Abstract High‐energy‐density polymer dielectrics capable of high temperature operation are highly demanded in advanced electronics and power systems. Here, the polyetherimide (PEI) composites filled with the core–shell structured nanoparticles composed of ZrO 2 core and Al 2 O 3 shell are described. The establishment of a gradient of the dielectric constants from ZrO 2 core and Al 2 O 3 shell to PEI matrix gives rise to much less distortion of the electric field around the nanoparticles, and consequently, high breakdown strength at varied temperatures. The wide bandgap Al 2 O 3 shell creates deep traps in the composites and thus yields an order of magnitude lower leakage of current density of the composites with respect to those with pristine ZrO 2 at high temperatures. Accordingly, the composite delivers a discharged energy density of 5.19 J cm −3 and 150 ° C, which outperforms the current free‐standing high‐temperature dielectric polymer and polymer composite films measured at 10 Hz.
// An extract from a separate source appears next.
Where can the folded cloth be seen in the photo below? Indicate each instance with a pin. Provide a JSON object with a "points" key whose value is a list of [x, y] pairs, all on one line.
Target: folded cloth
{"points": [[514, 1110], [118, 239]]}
Moreover, the core–shell structured composites endow great thermal stability, charge–discharge efficiency, and the improved energy density with increasing temperature from 25 to 150 ° C. The finite element simulations and numerical calculations are performed to reveal the mechanistic impacts of the core–shell structure on the electric field distribution and electrical conduction of the composites.